Les ancêtres des peuples d’Europe et d’Asie parlaient la même langue
Bien avant la naissance du mythe biblique de la Tour de Babel dans lequel Dieu condamne les peuples de la terre à ne plus se comprendre et à parler des langues différentes, il y a 15 000 ans, les ancêtres de la plupart des peuples européens et asiatiques parlaient bien la même langue.
C’est ce que montre une étude scientifique publiée dans la revue Proceedings of the National Academy of Sciences qui bouleverse nos connaissances de la linguistique et de la préhistoire. «Nous pouvons retrouver des échos d’une langue existant il y à 15.000 ans, ce qui correspond à la fin du dernier âge glaciaire» explique Mark Pagel, biologiste spécialiste de l’évolution de l’Université de Reading au Royaume-Uni qui est l’un des auteurs de l’étude publiée par la revue de la National Academy of Sciences américaine. Selon cette étude, des mots phonétiquement proches de l’anglais mother (mère), father (père) et man (homme) étaient prononcés par des populations se trouvant il y a 15.000 ans dans le Caucase.
Jusqu’à la publication de cette étude, d’autres chercheurs avaient réussi à trouver en Anatolie une langue qui remontait entre 8000 et 9500 ans et semblait être l’origine de la plupart des langues indo-européennes modernes.

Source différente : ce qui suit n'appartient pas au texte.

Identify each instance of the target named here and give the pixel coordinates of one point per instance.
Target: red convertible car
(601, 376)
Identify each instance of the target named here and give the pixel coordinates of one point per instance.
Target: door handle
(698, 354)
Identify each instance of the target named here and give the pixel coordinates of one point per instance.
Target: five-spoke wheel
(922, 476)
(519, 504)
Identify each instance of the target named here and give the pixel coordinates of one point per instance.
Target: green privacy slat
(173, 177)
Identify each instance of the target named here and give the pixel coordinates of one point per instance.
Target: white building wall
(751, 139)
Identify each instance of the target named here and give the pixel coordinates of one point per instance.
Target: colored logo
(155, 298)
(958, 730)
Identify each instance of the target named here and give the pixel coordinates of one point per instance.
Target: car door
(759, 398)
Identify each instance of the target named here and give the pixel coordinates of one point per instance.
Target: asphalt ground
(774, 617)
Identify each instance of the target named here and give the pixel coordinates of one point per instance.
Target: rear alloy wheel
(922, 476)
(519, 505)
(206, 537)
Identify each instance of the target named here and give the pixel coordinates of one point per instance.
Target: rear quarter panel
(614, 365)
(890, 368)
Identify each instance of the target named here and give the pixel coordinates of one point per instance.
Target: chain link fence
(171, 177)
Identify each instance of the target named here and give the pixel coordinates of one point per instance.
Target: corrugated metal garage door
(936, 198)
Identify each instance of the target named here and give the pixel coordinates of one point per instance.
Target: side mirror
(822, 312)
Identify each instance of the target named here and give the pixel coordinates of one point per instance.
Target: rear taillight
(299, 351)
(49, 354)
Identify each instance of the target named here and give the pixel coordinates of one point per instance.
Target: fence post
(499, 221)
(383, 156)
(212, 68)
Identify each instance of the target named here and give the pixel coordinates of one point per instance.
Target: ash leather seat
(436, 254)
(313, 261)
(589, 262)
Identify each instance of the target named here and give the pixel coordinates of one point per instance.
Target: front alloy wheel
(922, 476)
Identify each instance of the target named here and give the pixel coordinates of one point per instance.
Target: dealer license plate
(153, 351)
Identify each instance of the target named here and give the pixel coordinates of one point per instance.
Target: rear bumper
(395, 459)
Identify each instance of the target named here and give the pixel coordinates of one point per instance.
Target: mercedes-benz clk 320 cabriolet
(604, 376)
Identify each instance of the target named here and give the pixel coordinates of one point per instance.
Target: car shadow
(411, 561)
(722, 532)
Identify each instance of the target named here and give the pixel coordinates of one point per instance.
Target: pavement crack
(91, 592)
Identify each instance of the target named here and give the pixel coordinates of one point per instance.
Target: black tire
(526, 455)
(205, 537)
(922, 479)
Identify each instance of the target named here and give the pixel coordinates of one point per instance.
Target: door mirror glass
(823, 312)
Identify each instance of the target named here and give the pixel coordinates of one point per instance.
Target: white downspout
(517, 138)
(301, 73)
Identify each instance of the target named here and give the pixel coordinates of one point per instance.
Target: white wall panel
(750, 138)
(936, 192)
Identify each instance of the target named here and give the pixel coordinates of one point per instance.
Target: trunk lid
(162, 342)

Pour Mark Pagel, l’évolution des langages s’apparente à celle de l’évolution biologique avec un certain nombre de constantes. Ainsi, les mots les plus utilisés évoluent bien plus lentement que les autres, ce qui signifie qu’on peut trouver des racines communes et les dater. Par exemple, le français et l’anglais ont 50% de leurs mots qui dérivent d’un ancêtre commun (comme mère et mother), mais l’anglais et l’allemand ont 70% de leurs mots qui ont un ancêtre commun, ce qui montre que si ces trois langues sont liées, l’anglais et l’allemand ont un ancêtre commun plus récent.
Les chercheurs ont identifié les mots les plus importants, qui définissent les relations sociales, ceux qui changent le plus lentement dans les langages modernes et les liens entre les différentes langues actuelles. Ils ont ainsi pu remonter dans le temps et reconstituer des mots très anciens, des mots fossiles, en s’appuyant sur la fréquence de changements de certains sons entre différentes langues. Ainsi, le pater (père) en latin est clairement apparenté au father en anglais.
L’ancêtre de pater est selon cette théorie, l’un des 23 mots issus de cette fameuse langue ancestrale d’il y a 15.000 ans. On peut y ajouter I (je), fire (feu), hand (main), to hear (entendre)… Mais il est difficile avec cette technique de remonter au-delà de 15.000 ans. «Même ces mots qui évoluent très lentement ne permettent pas de remonter plus loin» explique Mark Pagel.
Cette étude ouvre en tout cas de nouvelles possibilités de compréhension et de connaissance de la préhistoire. En utilisant la linguistique aux côtés de l’archéologie et de l’anthropologie, on pourra par exemple mieux comprendre les mouvements de population.